I am finally in. Thanks to Stacy and Robert. Also to ky331 who contacted Robert.

About the Panda EULA. To tell you the truth it does not sound like an EULA because it does not talk about the program but the site, and what it might collect by the used of cookies. There is a small paragraph where Panda security is named, but I do not know if it is reffering to the program.

Now, it explicitly says that private information of the user can be shared with other Panda Security stablisments around the world and resellers; However, it also says it is done accordingly with some law in thier organic civil code and internacional agreements to protect the privacy of the users.

I think all this mess, like you said, it is just ranting. Which program does not collect info ? Which site does not collect info ? What they do with it ? Well, I believe there are laws about it. Aren't there ?

A big company like Avast, Panda, Google, Facebook, even a site like How To Geek if they share or sell the info they collect without sanitize it ( with private info about the users ) have a lot to lose. I have seen it latetly visiting sites where there is a warning that they use cookies to see what one is doing and if one does not want to agree to it the site does not work. Others sites just warn you and it is one decision to continue or not.
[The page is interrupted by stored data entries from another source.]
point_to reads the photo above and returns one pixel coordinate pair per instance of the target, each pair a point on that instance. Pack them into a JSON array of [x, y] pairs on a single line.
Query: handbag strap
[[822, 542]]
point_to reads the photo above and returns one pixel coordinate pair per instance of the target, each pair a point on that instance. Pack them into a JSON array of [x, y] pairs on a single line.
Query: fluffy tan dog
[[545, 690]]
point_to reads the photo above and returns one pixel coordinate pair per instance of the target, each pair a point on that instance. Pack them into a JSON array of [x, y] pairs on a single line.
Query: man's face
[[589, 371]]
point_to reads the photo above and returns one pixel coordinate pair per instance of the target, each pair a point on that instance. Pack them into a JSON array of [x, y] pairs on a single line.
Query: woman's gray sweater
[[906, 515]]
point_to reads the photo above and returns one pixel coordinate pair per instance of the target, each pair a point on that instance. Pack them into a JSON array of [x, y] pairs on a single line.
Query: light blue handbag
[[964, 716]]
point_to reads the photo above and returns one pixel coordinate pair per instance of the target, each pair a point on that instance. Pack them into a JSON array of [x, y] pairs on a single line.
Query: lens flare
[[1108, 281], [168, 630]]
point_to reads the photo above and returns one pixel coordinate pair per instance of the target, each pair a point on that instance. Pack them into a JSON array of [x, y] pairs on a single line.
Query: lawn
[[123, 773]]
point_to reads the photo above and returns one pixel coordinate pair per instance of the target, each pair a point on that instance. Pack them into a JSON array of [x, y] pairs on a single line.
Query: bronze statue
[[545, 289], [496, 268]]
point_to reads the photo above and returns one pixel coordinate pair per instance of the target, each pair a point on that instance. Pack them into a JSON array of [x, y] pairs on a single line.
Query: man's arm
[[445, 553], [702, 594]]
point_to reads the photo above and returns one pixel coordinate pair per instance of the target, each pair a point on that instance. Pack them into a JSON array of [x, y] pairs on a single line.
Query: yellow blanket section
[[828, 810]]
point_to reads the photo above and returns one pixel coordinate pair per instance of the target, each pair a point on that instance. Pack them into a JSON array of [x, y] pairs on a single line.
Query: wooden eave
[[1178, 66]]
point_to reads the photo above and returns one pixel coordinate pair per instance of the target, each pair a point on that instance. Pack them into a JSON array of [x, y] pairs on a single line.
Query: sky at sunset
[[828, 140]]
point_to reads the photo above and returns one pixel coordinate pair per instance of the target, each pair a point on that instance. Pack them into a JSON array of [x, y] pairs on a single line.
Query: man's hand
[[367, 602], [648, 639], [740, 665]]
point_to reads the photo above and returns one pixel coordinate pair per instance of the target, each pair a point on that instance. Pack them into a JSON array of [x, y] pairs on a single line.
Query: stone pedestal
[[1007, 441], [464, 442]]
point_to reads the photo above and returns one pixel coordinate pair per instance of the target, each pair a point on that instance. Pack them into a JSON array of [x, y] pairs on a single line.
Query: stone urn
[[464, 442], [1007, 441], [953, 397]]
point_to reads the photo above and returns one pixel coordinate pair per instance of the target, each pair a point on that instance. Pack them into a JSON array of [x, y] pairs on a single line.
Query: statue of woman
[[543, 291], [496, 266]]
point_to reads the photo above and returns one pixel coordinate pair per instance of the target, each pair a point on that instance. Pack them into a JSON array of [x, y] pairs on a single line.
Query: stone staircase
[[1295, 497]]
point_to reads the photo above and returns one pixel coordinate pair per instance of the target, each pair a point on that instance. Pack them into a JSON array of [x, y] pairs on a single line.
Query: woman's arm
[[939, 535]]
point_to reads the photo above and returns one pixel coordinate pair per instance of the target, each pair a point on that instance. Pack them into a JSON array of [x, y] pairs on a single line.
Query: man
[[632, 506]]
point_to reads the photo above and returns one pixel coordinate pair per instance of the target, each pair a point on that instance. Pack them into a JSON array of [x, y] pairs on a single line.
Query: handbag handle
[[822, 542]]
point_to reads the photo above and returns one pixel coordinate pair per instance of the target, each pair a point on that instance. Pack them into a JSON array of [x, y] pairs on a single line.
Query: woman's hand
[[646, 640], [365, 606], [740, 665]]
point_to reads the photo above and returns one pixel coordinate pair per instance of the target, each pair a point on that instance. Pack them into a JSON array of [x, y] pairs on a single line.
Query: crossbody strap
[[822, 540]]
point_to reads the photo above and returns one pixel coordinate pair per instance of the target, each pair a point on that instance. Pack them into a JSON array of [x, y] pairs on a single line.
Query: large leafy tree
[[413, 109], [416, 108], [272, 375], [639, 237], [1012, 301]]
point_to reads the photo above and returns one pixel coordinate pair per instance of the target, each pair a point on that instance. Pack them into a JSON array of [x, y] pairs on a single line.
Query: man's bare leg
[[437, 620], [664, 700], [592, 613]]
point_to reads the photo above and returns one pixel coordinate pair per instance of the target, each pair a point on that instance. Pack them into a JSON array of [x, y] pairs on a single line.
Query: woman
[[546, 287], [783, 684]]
Also you see it more and more when installing programs ( Like Avast ) beside the EULA you get another window warning you so there is nothing sneaky about it.

Thanks Hernan for the Panda info.

I figured you must have been having login problems. Good to see you are back.

Obviously all downloaded software and website registrations require collection of some personal info. What is done with this info is anyone's guess these days.  The EULAs have become too obscure to determine what the privacy policies really allow. The days when these policies would simply say "we will not share your personal info with anyone"are gone, it seems. Now we get confusing subordinate clauses, and 5 page EULAs that would require a lawyer to interpret.

All I can say is that in all the years I used avast! and Panda, I never was targeted by adware.

Welcome Back, Hernan... great to see you again  :emotion-2:

EULAs have become a joke, as it's generally acknowledged that most users don't bother to read them at all.   Let's face it:   if you really want that program... especially if it's a paid one and you've already bought it... you have little (practical) choice other than to accept its EULA.

Whether actually true or just an "urban legend", there's the classic story about a EULA including a clause "agreeing to give up your first-born son to the software's authors"... likely a test to see if ANYONE bothered to read it :emotion-4:

Thanks. Thanks to everyone.

All I can say is that in all the years I used avast! and Panda, I never was targeted by adware.